I decided to try living amongst nuns in a convent for a week, but it would be a week of silence and a turning within in a context that supported and encouraged that. I found a convent in Surrey and entered with trepidation and joy.
There was nothing particularly inspiring about this convent, and it had the smell of an institution and religious house, which always put me off somewhat. Was it the worn, tattered sofas and furnishings that exuded a slightly old and stale aroma? Was it years of burning frankincense that seeped into curtains and carpets and left a lingering sweetness that wasn’t entirely pleasant but nevertheless focused the mind and turned it towards prayerful matters?
My room was simple and the Daily Office, the Benedictine rhythm of prayer, became my structure for the day. Getting up early for Matins and Lauds was a struggle, and I slept through a few of these, but I enjoyed all the others. As I slipped deeper into silence, I felt held by the structure of the monastic day and by the nuns and the convent itself. Silence unravels. When we enter retreat, we often feel that “the world is too much with us”, but it’s not easy to put it down. Only by removing ourselves completely and entering a very different way of life is it possible to leave the world behind in any significant way. This is one of the main purposes and values of retreat.

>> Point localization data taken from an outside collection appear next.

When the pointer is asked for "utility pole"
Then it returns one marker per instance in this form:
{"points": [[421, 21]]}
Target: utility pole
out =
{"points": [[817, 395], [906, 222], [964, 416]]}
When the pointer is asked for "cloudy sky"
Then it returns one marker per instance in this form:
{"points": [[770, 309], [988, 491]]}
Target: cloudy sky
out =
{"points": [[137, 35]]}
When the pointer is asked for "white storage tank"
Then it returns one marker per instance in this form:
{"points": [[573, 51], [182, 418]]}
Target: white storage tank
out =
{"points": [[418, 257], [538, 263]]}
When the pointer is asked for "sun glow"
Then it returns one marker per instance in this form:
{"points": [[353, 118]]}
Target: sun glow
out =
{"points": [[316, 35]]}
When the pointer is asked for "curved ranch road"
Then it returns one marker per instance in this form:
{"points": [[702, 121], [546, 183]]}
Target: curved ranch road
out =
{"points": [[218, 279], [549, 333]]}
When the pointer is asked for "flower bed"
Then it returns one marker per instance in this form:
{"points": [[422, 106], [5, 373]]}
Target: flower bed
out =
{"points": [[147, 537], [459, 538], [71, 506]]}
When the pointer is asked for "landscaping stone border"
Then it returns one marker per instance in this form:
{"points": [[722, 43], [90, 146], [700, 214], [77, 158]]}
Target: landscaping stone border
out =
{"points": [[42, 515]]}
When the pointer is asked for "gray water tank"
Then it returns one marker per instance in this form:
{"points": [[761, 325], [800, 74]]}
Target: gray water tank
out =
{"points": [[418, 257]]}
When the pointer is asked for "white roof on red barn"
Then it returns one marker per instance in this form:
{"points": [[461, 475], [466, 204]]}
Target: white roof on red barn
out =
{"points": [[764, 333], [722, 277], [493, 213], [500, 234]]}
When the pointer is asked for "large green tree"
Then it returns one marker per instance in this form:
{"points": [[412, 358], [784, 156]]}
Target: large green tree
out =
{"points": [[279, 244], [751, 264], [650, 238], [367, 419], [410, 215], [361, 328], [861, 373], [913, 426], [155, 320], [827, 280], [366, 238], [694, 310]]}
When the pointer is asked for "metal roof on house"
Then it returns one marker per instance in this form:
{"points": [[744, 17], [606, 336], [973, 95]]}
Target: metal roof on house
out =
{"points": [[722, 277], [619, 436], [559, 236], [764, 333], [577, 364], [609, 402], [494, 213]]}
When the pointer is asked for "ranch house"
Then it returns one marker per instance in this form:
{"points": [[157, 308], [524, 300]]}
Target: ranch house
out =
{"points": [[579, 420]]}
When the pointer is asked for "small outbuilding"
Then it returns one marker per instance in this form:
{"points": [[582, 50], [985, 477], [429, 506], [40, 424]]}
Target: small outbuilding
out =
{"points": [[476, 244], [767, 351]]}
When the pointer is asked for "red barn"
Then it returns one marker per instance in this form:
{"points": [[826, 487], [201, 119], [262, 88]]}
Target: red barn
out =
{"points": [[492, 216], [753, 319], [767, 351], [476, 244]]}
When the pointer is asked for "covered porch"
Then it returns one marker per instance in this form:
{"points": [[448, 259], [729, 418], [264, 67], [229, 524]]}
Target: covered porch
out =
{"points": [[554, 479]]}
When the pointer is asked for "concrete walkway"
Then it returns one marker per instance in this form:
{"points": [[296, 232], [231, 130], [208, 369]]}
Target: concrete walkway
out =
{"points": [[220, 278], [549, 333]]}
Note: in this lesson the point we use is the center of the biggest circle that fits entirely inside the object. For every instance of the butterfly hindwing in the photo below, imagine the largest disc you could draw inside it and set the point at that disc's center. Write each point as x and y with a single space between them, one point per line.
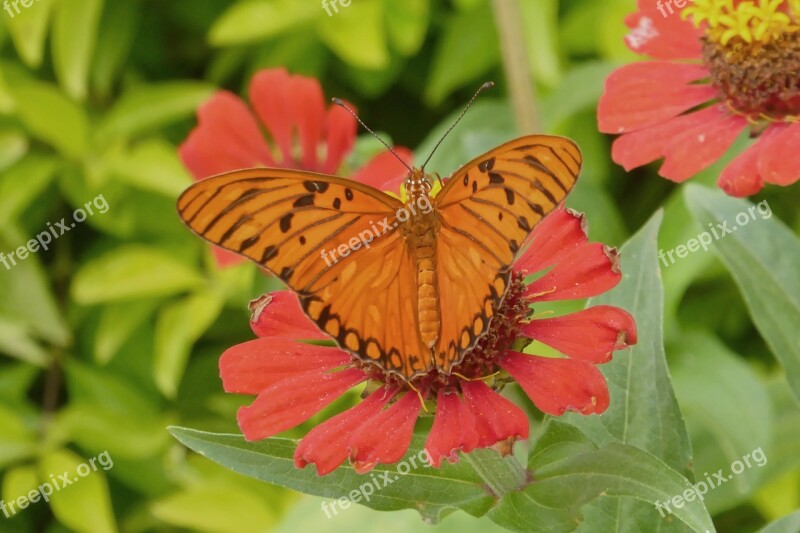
487 209
332 241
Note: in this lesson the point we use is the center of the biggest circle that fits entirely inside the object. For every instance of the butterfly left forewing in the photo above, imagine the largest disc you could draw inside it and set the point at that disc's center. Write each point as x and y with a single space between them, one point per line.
487 209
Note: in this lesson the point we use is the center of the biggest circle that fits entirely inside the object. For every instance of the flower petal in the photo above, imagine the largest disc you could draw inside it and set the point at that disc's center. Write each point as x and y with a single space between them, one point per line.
558 385
328 444
385 437
591 334
587 271
226 138
779 162
292 401
340 132
644 94
252 366
662 34
644 146
384 171
496 418
561 232
691 151
279 314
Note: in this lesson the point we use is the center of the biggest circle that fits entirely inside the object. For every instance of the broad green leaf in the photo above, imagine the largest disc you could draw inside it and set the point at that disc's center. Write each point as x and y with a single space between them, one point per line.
178 327
149 107
762 255
551 503
728 413
433 492
215 510
74 34
468 49
407 23
254 20
28 30
47 113
787 524
643 411
132 272
152 165
357 34
85 504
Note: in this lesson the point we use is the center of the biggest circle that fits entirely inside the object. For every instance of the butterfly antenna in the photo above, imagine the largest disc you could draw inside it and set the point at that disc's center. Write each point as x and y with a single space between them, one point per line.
343 105
487 85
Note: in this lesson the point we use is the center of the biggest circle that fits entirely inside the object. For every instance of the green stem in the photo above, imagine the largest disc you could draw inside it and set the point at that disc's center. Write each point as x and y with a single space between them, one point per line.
515 63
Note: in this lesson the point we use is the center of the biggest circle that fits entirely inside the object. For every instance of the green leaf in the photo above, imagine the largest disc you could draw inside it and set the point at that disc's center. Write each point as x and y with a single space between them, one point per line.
728 412
762 256
407 22
178 327
132 272
357 34
149 107
552 501
84 505
28 31
74 34
46 113
432 492
255 20
468 49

I’ve often heard people dismiss the value of the more enclosed religious life, seeing it as selfish and disconnected from the suffering of the world. In my experience, it’s the opposite: By dropping out of our worldly preoccupations, we enter the inner peace that naturally includes and loves all others as part of the bigger self, and when we come back to the world, we come back with those qualities more readily expressed and available for others. Convents, monasteries, and centres of religious or spiritual focus are not easy places to live, and most communities work hard in every respect to maintain a stable, loving environment that fosters wellbeing and spiritual nourishment for themselves and others. There has undeniably been abuse within religious orders and organizations, and, sadly, continues to be in places, but it would be wrong to assume that they were, or are, closet dens of iniquity as a result.

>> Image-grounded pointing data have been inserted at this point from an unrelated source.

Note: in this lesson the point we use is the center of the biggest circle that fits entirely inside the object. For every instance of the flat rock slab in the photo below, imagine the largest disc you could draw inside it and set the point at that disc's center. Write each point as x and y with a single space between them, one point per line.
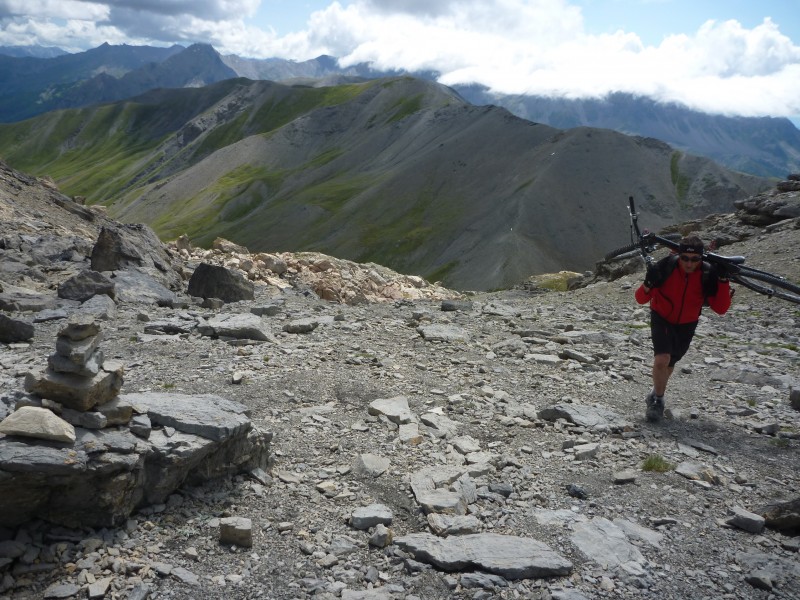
208 416
238 326
586 416
605 543
509 556
443 333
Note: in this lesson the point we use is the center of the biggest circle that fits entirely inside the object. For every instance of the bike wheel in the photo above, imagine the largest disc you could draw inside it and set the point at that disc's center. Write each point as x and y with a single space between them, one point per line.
624 250
769 278
768 285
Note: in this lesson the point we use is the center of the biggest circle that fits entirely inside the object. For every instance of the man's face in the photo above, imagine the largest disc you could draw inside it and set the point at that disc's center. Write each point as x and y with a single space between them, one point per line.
690 261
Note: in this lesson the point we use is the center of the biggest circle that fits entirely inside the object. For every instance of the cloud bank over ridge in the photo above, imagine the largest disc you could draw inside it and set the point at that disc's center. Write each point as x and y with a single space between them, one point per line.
511 46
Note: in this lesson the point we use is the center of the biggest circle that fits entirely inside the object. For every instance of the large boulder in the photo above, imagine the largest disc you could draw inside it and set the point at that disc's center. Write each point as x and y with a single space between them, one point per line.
101 478
15 330
136 246
213 281
85 285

In the protected confines of the convent, silence was as natural as breathing. Time was dedicated to what is known as the Great Silence or Noble Silence, so it was easy to stop talking. What wasn’t so easy was to get beyond the chattering mind. It was so loud! The sounds of the world mask and drown out the noise going on inside our own heads, and perhaps that’s why so many people seem to need radio or television constantly playing in the background. Our chattering minds are like tinnitus with thoughts, and when we’re not actively thinking, it can be a shock to discover just how busy the mind is of its own accord. Thoughts, feelings, judgements, memories—on and on and on they go, unchosen and out of control.
As I began to realize this, I became quite alarmed and felt increasingly trapped. There was so little space, and these thoughts were unbidden and operating without a thinker. I knew nothing about meditation at this point, and didn’t yet have any tools to work constructively with what was being uncovered. So, instead, I found solace through distraction or redirecting my focus. I went for walks in the woods, attended the Offices, read books, and tried to talk to Jesus, finding Him in the many statues around the convent and, in particular, in the chapel above the altar.